Алексей Михайлович, стр. 52

Срок, назначенный для отъезда Всеволодских, приближался. Страдания Настасьи Филипповны утихли, она по временам уже вставала с постели и довольно бодро ходила по горнице, только рассудок к ней не возвращался. По-прежнему говорила она непонятные речи, видела перед собою то, чего не было в действительности. То ей представлялось, что она у себя в деревне, и она отдавала приказания по хозяйству, то вдруг чудилось ей, что она едет во дворец к своей дочери-царице. Она называла Фиму государыней, целовала у нее руку и с важным видом толковала о боярах и боярынях, приезжавших к ней на поклон во дни кратковременного их счастья. И Фима, и Раф Родионович, и Андрей с нетерпением ждали отъезда. Теперешняя жизнь здесь, в Москве, была невыносима; скорее хотелось вырваться отсюда, хотелось дальней, хотя бы и мучительной, дороги; она все же поможет забыться. К тому же у всех мелькала надежда, что, быть может, новая обстановка благодетельно повлияет на Настасью Филипповну, вернет ей рассудок. Но не суждено было Всеволодским благополучно выехать — их подкараулила еще новая утрата.

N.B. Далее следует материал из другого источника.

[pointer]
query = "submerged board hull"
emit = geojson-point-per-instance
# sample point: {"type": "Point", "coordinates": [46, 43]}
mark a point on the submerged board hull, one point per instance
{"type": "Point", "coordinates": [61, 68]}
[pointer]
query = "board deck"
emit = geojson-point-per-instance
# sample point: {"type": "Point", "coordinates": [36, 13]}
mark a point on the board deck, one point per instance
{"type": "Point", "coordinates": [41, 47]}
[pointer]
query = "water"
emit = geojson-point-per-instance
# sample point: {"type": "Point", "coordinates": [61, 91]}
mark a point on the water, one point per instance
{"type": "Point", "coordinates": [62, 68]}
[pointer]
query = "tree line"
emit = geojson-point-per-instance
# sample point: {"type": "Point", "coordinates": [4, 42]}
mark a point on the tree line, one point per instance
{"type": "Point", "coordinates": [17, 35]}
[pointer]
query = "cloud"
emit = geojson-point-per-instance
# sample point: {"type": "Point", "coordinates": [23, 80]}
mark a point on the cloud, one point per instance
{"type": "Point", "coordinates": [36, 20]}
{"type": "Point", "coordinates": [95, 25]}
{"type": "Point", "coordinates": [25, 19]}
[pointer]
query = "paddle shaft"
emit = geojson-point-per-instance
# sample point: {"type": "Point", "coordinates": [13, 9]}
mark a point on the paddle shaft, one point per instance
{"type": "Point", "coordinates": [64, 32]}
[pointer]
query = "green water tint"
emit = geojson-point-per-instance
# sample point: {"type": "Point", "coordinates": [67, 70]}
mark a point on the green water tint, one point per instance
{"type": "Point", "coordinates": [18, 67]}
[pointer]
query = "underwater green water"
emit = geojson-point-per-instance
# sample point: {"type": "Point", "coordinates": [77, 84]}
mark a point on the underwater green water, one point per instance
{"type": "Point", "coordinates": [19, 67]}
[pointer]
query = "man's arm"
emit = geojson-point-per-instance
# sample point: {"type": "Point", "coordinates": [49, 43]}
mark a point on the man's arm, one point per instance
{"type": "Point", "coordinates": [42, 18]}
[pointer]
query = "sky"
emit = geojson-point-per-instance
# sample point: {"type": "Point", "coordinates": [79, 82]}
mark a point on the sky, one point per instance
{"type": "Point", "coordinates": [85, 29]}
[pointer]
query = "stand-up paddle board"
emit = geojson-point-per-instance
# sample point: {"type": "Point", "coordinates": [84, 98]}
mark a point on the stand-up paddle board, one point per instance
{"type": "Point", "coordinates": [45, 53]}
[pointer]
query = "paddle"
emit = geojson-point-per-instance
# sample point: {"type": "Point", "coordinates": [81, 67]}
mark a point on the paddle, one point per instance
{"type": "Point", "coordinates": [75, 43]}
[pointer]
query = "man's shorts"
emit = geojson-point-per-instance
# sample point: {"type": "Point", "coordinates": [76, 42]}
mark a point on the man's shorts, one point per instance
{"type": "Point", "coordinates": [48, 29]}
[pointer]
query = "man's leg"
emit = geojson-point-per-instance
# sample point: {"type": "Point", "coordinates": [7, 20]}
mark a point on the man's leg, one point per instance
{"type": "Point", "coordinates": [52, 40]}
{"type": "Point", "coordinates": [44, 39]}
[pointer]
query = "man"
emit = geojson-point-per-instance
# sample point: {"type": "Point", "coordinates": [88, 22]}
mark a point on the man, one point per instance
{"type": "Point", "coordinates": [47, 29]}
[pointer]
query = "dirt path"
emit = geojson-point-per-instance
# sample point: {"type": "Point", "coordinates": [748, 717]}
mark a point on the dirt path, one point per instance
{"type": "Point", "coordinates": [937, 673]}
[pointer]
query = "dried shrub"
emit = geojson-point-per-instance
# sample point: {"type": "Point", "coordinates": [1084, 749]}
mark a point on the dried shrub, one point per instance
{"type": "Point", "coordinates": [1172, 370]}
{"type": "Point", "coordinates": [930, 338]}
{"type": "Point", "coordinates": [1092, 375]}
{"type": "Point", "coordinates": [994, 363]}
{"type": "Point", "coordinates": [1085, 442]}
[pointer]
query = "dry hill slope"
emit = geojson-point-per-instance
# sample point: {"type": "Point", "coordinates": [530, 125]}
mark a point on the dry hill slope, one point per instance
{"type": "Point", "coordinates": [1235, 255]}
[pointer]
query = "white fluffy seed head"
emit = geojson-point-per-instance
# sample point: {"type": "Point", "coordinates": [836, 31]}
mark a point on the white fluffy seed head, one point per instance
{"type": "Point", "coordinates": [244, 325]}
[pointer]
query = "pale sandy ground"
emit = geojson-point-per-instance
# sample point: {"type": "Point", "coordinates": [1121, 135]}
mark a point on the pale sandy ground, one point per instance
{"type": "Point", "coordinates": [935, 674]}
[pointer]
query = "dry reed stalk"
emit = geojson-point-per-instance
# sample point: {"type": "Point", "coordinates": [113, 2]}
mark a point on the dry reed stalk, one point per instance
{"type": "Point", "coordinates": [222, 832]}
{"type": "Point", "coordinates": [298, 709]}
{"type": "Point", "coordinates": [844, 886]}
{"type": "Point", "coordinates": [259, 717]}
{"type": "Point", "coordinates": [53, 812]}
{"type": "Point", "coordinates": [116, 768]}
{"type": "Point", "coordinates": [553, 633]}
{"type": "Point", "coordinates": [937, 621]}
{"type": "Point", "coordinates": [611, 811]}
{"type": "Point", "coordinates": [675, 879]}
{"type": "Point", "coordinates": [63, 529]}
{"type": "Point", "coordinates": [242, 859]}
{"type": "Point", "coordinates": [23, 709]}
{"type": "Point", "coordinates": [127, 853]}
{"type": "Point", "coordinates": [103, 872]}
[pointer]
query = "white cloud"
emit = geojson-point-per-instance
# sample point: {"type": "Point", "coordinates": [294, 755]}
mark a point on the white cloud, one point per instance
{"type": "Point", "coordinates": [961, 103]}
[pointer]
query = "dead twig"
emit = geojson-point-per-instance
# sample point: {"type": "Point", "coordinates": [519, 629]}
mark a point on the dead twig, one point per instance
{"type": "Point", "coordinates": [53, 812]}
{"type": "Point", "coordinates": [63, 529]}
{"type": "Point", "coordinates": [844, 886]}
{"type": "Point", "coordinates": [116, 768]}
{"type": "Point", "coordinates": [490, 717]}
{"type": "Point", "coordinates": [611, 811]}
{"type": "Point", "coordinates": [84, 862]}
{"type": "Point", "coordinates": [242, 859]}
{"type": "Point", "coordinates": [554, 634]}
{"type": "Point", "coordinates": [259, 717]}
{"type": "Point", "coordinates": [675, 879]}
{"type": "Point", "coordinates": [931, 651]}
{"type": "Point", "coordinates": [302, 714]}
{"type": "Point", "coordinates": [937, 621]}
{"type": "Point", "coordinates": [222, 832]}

Хотя Пафнутьевна после переезда царской невесты из дворца и казалась довольно спокойной, хотя она всячески уговаривала Фиму и помогала ей ухаживать за матерью, эта бодрость и спокойствие старухи были только кажущимися. Никто не знал, какой удар она вынесла и чего он ей стоил. Она давно уже, не первый десяток лет, положила все свои силы в господ своих, а Фима была всегда ее заветным сокровищем. Она будто помолодела, будто возродилась, когда увидела свое ненаглядное дитятко на вершине земных почестей. Ведь она заранее прочила ей такую долю, верила, знала и ждала, когда все сомневались, — вот ее вера оправдалась — Фима будет царицей! Да что царицей! Фима будет счастлива. Старуха видела и чувствовала все, что произошло с Фимой, она поняла ее любовь к царю молодому… Ей оставалось только сохранить свое дитятко до заветного часу… а она не сохранила, не уберегла от злых людей… Ни одной минуты с тех пор не могла заснуть старуха, не могла проглотить куска хлеба. На людях крепилась, особливо перед Фимой, а как останется одна — зальется слезами, все себя винит, себя проклинает в несчастье Фимы. Такая жизнь не могла продолжаться, и без того уже дряхлый организм не выдержал. За три дня до предполагавшегося отъезда Пафнутьевна почувствовала приближение смерти. Когда она объявила об этом Рафу Родионовичу и Фиме, те не хотели ей верить, но пристальный взгляд на нее сказал им все.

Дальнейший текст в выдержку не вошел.